We are moving to AD in August and are wondering if anyone has any advice about shipping personal belongings: what to take, who to use, how to prepare, costings, questions to ask etc. 

We are thinking about taking many of the kids' toys, some clothes, 2 flat screen TVs, microwave, slowcooker, blender, kitchen utensils, pots and pans, some books, maybe our bikes, quilts, sheets etc. 

Have I missed anything important?

Any help would be brilliant, thanks.


----------



## Geke (May 1, 2012)

My advice would be to use a well known, experienced and reputable firm for removals, best to get a major one that has its own branch out here so your goods are with the same company throughout. I made the mistake of using a local one from where I lived and they used an agent over here, that was a total disaster which is still causing me grief.


----------



## Deefor (May 29, 2011)

It depends on which country you're coming from.
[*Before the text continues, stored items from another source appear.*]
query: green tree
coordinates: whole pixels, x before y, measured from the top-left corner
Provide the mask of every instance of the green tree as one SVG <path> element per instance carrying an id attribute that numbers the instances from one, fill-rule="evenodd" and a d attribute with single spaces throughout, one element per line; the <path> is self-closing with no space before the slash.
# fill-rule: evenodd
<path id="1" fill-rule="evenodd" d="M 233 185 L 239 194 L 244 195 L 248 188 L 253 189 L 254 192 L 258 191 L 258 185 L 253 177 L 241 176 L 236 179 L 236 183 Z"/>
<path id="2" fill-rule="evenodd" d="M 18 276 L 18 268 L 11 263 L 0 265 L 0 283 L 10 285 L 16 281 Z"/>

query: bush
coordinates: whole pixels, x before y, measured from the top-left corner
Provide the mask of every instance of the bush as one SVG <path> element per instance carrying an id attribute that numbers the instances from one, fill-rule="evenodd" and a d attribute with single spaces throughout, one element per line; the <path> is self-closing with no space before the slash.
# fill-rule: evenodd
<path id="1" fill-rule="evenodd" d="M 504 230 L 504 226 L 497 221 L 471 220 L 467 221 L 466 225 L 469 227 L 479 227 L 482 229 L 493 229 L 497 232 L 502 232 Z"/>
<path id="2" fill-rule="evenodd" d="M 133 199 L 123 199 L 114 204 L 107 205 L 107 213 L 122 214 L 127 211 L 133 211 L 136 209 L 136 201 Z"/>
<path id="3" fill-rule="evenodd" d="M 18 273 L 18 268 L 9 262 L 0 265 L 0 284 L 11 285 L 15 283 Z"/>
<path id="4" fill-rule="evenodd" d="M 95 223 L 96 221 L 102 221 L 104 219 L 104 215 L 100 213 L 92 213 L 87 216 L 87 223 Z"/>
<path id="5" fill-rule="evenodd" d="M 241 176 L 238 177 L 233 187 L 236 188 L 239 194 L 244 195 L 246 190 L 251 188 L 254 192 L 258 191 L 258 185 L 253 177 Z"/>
That info would help people respond. I had the opposite experience from the previous poster - I used a smaller company and couldn't fault the service at both ends of the process.


----------



## Teacherofscience (Apr 27, 2012)

Sorry I should have said. It is from the UK.


----------



## Deefor (May 29, 2011)

The company I used was Allfreight - there is a website. From memory it took maybe 9 or 10 weeks for my stuff to arrive.


----------



## Teacherofscience (Apr 27, 2012)

Many thanks. I'll look into it. That tells me if I ship to do so a while before we leave. Have to look online now a bit more at the price of white goods, TVs etc to make a decision on what to ship.


----------